Netanyahu has been a leading critic of the deal, saying it did not contain sufficient safeguards to prevent Iran from reaching nuclear-weapons capability or address Iran's other activities across the region or its long-range missile program.

"I have a message to the rulers of Iran," Netanyahu said. "Do not put to test Israel's resolve."

The ceremony at Yad Vashem, held after sunset, ushered in one of the most melancholy days on Israel's calendar.

Places of entertainment and cafes close down. TV and radio stations broadcast documentaries about the Holocaust and interviews with survivors or somber music until sundown the next day.

According to the Hebrew calendar, the Holocaust Remembrance Day falls on the same date as the Warsaw Ghetto uprising — the ultimately doomed revolt that played such an important role in defining Israel's national psyche.

Israel's identity is defined by the axiom that never again will Jews be helpless in the face of annihilation.

On Thursday morning, Israelis will come to a mournful, two-minute standstill to remember the dead as a siren wails across the country. Pedestrians stop in their tracks. Cars pull over on highways and roads and many people exit their vehicles to stand still in contemplation.

The names of Holocaust victims are read out in parliament.

A study released hours before Wednesday's opening ceremony found that violent attacks on Jews worldwide dropped in 2017, despite a rise in other forms of anti-Semitism, in a year characterized by normalization and mainstreaming of anti-Semitism not seen in Europe since World War II.

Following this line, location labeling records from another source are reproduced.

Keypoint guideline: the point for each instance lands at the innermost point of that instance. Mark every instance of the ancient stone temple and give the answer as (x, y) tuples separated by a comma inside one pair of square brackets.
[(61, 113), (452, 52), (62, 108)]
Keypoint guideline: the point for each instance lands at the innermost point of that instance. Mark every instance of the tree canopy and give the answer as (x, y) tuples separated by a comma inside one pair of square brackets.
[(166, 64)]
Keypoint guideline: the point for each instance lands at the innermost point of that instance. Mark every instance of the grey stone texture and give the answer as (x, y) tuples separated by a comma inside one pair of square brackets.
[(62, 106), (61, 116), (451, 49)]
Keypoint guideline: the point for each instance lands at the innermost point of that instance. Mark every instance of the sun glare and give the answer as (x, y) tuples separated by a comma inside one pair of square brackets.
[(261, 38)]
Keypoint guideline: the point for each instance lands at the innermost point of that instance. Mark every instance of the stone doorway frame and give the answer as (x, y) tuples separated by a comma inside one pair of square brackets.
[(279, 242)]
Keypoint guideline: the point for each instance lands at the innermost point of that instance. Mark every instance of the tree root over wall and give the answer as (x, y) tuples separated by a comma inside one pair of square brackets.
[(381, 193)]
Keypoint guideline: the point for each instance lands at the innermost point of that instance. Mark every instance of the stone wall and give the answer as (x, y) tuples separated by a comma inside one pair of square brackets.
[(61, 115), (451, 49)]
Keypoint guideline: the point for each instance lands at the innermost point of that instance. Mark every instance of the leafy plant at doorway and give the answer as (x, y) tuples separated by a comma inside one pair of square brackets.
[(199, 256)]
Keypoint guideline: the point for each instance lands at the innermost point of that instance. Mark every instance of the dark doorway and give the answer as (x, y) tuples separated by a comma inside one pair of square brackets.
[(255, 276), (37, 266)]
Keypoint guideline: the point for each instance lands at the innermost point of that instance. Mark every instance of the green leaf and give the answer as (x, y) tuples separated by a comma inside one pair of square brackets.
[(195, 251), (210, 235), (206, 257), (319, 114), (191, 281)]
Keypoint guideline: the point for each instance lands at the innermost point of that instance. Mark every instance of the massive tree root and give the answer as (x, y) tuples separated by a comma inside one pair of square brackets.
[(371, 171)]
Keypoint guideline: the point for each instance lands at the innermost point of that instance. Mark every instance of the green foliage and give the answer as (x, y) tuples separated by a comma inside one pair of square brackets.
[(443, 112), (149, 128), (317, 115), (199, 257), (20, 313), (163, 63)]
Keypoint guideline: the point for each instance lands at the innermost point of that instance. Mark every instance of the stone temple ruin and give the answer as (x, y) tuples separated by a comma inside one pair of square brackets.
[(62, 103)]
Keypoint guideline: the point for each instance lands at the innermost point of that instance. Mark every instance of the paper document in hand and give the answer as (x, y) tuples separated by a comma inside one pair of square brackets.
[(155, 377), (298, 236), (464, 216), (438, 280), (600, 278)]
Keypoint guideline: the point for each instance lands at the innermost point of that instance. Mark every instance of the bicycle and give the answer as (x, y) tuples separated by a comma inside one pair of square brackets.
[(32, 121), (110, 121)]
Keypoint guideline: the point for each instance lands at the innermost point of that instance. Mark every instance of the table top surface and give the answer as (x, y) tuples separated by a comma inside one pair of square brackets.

Researchers at Tel Aviv University said assaults specifically targeting Jews fell 9 percent last year. They recorded 327 cases, compared to 361 in 2016, which had already been the lowest number in a decade.

But they noted attacks were far more brazen. Most dramatic were a pair of cases in France, where a Jewish woman was thrown to her death out of her apartment window and a Holocaust survivor was stabbed and burned to death in her Paris home.

Threats, harassment and insults have also driven thousands of French Jews to relocate.

Tel Aviv University's Kantor Center for the Study of Contemporary European Jewry releases the report every year on the eve of Israel's Holocaust memorial day.

Increased security measures are credited with reducing violence, but it may be masking a trend of anti-Semitism becoming more mainstream and acceptable, particularly in European politics. The report described a toxic triangle made up of the rise of the extreme right, radical Islamism and a heated anti-Zionist discourse on the left accompanied by anti-Semitic expressions.